# Training Module

> Training modules define the optimization procedure, which is passed to `train_model`

In [None]:
# default_exp training_module

In [None]:
# hide
%load_ext autoreload
%autoreload 2
from ipynb_path import *
import os
os.environ["JAX_PLATFORM_NAME"] = "cpu"


In [None]:
# export
from cfnet.import_essentials import *
from cfnet.nets import PredictiveMLP, CounterNetMLP, CounterNetConv
from cfnet.interfaces import BaseCFExplanationModule
from cfnet.datasets import TabularDataModule
from cfnet.logger import TensorboardLogger
from cfnet.utils import validate_configs, cat_normalize, accuracy, proximity, make_model, init_net_opt, grad_update
from functools import partial
from abc import ABC, abstractmethod
from copy import deepcopy

In [None]:
# export utils
def make_model(
    m_configs: Dict[str, Any],
    model: hk.Module
) -> hk.Transformed:
    # example:
    # net = make_model(PredictiveModel)
    # params = net.init(...)
    def model_fn(x, is_training: bool = True):
        return model(m_configs)(x, is_training)

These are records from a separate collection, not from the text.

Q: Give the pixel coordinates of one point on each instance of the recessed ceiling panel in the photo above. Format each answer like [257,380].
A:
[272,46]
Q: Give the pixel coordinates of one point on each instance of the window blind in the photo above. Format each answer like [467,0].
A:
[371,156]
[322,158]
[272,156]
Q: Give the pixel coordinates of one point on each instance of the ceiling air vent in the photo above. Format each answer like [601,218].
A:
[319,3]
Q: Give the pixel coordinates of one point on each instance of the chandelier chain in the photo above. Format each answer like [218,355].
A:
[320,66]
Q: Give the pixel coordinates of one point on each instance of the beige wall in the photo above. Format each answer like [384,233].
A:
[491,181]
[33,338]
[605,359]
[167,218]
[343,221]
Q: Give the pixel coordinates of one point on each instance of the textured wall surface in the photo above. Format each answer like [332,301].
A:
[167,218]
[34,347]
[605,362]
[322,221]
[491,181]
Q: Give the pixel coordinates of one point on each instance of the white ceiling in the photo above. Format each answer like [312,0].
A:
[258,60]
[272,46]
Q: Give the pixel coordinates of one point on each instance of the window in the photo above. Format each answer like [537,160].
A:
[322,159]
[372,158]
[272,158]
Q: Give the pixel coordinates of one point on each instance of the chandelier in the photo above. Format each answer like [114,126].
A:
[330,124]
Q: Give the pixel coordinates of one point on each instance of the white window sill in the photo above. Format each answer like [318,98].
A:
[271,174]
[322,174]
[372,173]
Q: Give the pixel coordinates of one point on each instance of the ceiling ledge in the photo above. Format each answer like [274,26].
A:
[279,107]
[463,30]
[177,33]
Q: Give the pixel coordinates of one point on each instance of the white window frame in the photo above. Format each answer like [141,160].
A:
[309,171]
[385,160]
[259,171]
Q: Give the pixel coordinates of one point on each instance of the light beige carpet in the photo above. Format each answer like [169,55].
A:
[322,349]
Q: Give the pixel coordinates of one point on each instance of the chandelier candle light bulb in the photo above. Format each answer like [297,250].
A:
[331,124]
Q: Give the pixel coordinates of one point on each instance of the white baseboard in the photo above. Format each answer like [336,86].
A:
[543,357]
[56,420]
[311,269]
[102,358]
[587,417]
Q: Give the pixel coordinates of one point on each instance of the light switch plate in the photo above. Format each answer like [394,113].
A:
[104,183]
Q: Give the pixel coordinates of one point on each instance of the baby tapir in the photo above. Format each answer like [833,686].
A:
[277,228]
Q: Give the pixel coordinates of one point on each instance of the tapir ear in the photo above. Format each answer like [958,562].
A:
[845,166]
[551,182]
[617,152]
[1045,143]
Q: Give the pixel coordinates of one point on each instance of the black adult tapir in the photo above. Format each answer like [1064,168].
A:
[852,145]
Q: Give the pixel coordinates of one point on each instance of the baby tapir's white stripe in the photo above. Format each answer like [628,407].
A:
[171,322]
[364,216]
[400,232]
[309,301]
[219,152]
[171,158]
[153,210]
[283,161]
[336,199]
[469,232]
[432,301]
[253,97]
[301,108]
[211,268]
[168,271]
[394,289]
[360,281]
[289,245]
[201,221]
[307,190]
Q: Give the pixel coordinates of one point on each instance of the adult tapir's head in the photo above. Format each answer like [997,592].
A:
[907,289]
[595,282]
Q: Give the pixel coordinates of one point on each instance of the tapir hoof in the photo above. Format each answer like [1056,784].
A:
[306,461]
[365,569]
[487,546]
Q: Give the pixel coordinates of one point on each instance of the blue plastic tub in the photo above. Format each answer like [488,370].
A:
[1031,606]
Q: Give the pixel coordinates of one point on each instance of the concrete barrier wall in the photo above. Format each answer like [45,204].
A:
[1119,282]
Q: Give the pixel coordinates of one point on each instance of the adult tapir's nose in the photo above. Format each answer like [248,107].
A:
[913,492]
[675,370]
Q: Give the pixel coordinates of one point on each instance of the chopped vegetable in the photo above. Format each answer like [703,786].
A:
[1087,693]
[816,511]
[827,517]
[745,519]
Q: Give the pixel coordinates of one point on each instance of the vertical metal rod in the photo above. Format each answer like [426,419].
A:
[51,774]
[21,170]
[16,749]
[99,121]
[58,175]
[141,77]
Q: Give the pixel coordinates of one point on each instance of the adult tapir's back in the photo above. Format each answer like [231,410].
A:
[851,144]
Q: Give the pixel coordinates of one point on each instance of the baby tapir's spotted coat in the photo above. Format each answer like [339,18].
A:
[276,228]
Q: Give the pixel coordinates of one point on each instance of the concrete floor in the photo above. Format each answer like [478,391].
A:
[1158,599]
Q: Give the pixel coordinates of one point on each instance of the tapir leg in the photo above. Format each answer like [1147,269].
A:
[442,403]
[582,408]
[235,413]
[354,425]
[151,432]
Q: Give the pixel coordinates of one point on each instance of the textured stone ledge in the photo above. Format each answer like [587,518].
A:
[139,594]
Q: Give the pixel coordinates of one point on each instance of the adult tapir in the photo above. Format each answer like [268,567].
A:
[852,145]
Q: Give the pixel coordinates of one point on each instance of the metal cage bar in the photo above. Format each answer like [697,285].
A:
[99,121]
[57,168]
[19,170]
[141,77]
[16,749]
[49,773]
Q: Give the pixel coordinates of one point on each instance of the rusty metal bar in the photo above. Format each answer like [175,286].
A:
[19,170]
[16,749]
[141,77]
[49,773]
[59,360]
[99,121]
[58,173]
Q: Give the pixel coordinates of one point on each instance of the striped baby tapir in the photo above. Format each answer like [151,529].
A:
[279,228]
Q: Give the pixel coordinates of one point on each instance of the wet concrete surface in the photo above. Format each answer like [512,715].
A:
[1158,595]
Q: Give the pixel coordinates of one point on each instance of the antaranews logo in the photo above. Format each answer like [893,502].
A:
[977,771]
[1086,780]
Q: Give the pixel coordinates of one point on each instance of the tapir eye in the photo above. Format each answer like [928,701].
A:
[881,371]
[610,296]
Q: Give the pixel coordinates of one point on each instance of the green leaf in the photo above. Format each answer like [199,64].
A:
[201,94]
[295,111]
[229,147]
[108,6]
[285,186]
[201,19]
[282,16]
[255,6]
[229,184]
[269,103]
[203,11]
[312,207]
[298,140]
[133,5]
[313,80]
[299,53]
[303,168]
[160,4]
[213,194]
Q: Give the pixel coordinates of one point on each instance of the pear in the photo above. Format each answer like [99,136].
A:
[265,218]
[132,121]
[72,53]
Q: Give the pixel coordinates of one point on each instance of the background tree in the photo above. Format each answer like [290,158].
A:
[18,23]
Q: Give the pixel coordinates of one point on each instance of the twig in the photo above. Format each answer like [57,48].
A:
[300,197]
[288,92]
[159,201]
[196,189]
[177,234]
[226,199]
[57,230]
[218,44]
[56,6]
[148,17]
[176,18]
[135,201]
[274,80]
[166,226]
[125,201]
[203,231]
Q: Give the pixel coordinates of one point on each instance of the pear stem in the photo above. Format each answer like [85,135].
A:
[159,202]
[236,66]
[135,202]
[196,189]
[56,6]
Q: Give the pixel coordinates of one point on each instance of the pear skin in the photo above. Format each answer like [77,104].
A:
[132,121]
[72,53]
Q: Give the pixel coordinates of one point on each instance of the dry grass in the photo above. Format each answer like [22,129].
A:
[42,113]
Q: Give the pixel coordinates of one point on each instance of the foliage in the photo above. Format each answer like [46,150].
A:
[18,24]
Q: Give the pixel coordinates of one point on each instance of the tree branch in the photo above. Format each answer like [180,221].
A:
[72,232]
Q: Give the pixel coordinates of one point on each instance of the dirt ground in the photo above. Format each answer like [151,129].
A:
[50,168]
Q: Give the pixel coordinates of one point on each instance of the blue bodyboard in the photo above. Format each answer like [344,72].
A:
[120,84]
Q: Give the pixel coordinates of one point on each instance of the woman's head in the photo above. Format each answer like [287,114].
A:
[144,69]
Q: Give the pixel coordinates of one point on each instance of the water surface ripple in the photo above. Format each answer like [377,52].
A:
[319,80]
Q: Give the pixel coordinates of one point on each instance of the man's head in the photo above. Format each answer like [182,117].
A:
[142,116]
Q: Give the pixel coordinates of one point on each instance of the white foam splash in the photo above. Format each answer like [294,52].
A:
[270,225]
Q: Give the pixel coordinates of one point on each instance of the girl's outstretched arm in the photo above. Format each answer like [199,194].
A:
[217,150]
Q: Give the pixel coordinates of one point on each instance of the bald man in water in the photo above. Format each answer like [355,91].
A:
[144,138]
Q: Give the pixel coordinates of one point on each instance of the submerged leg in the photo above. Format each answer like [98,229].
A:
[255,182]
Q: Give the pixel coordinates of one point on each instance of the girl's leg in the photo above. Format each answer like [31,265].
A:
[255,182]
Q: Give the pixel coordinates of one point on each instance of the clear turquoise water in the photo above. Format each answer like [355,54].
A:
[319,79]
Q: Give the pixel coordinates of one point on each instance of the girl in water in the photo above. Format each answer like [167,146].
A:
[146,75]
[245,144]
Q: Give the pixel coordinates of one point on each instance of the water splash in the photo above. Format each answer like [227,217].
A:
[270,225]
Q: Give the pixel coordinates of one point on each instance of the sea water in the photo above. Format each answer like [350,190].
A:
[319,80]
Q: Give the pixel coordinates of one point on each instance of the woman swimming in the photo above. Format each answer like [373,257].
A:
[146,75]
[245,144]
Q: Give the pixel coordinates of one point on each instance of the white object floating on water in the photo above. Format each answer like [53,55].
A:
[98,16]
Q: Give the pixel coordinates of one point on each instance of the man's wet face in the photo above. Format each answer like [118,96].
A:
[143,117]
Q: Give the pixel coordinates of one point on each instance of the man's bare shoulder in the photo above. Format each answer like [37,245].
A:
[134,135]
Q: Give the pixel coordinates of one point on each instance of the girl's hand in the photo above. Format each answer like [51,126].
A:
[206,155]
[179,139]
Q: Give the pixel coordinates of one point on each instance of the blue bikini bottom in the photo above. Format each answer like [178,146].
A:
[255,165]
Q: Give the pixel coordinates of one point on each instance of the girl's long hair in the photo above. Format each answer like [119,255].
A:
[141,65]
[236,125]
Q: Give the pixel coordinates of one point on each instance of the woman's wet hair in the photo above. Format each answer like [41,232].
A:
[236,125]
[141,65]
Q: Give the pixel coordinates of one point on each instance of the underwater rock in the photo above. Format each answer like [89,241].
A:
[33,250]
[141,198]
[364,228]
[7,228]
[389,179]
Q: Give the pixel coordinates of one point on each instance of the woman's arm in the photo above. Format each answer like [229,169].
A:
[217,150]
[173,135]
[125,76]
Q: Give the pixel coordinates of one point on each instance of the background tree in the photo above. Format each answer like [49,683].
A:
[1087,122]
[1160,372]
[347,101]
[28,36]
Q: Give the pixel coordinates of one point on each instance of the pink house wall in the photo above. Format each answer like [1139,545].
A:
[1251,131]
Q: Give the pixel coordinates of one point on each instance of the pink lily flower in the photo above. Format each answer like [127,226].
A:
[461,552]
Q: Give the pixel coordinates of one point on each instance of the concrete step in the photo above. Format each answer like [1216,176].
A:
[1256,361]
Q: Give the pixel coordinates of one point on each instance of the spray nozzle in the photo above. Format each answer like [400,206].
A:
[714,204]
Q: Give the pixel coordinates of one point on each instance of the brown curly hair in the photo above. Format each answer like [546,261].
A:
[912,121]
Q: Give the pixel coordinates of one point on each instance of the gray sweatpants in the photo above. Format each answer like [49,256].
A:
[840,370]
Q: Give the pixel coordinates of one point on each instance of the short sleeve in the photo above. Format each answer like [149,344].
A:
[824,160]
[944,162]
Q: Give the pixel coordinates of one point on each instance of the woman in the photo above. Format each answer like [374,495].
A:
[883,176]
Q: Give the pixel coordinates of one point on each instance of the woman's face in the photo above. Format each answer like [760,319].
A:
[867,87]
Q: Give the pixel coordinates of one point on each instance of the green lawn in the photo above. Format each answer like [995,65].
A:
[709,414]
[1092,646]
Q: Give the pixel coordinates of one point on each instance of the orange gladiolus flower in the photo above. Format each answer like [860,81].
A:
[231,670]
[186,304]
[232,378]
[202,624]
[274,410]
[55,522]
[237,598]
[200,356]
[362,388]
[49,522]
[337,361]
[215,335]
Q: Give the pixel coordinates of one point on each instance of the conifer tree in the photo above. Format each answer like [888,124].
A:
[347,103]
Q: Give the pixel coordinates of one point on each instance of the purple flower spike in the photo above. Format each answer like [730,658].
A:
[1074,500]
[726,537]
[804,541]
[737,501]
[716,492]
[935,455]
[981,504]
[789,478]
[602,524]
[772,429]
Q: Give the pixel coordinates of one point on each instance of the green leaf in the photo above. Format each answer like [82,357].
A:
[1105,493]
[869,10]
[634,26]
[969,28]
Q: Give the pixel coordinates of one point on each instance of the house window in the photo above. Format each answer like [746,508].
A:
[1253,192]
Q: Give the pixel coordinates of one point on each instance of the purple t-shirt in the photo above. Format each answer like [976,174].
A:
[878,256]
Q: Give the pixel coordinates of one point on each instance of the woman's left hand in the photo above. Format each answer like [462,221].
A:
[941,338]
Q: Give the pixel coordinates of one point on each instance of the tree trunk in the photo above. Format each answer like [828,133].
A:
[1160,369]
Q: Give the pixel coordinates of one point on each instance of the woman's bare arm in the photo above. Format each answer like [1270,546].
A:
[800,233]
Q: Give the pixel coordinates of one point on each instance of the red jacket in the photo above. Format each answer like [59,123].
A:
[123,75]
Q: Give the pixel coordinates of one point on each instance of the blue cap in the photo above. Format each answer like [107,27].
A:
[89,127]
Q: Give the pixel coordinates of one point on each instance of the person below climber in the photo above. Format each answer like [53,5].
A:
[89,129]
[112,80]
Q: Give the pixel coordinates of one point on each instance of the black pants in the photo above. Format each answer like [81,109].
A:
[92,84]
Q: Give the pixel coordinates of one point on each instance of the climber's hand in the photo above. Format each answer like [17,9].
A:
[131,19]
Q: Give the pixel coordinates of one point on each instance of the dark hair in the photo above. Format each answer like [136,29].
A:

    return hk.transform(model_fn)


def init_net_opt(
    net: hk.Transformed,
    opt: optax.GradientTransformation,
    X: jnp.DeviceArray,
    key: random.PRNGKey
) -> Tuple[hk.Params, optax.OptState]:
    X = device_put(X)
    params = net.init(key, X, is_training=True)
    opt_state = opt.init(params)
    return params, opt_state

In [None]:
#export utils
def grad_update(
    grads: Dict[str, jnp.ndarray],
    params: hk.Params,
    opt_state: optax.OptState,
    opt: optax.GradientTransformation
) -> Tuple[hk.Params, optax.OptState]:
    updates, opt_state = opt.update(grads, opt_state)
    upt_params = optax.apply_updates(params, updates)
    return upt_params, opt_state

In [None]:
# export
class BaseTrainingModule(ABC):
    hparams: Dict[str, Any]
    logger: Optional[TensorboardLogger]

    def save_hyperparameters(self, configs: Dict[str, Any]) -> Dict[str, Any]:
        self.hparams = deepcopy(configs)
        return self.hparams

    def init_logger(self, logger: TensorboardLogger):
        self.logger = logger

    def log(self, name: str, value: Any):
        self.log_dict({name: value})

    def log_dict(self, dictionary: Dict[str, Any]):
        if self.logger:
            # self.logger.log({k: np.asarray(v) for k, v in dictionary.items()})
            self.logger.log_dict(dictionary)
        else:
            raise ValueError("Logger has not been initliazed.")

    @abstractmethod
    def init_net_opt(self,
        data_module: TabularDataModule,
        key: random.PRNGKey) -> Tuple[hk.Params, optax.OptState]:
        pass

    @abstractmethod
    def training_step(self,
        params: hk.Params,
        opt_state: optax.OptState,
        rng_key: random.PRNGKey,
        batch: Tuple[jnp.array, jnp.array]) -> Tuple[hk.Params, optax.OptState]:
        pass

    @abstractmethod
    def validation_step(self,
        params: hk.Params,
        rng_key: random.PRNGKey,
        batch: Tuple[jnp.array, jnp.array]) -> Dict[str, Any]:
        pass

In [None]:
# export
class PredictiveTrainingModuleConfigs(BaseParser):
    lr: float

In [None]:
# export
class PredictiveTrainingModule(BaseTrainingModule):
    def __init__(
        self,
        net: hk.Transformed,
        m_configs: Dict[str, Any]
    ):
        self.save_hyperparameters(m_configs)
        self.net = net
        self.configs = validate_configs(m_configs, PredictiveTrainingModuleConfigs)
        # self.configs = PredictiveTrainingModuleConfigs(**m_configs)
        self.opt = optax.adam(learning_rate=self.configs.lr)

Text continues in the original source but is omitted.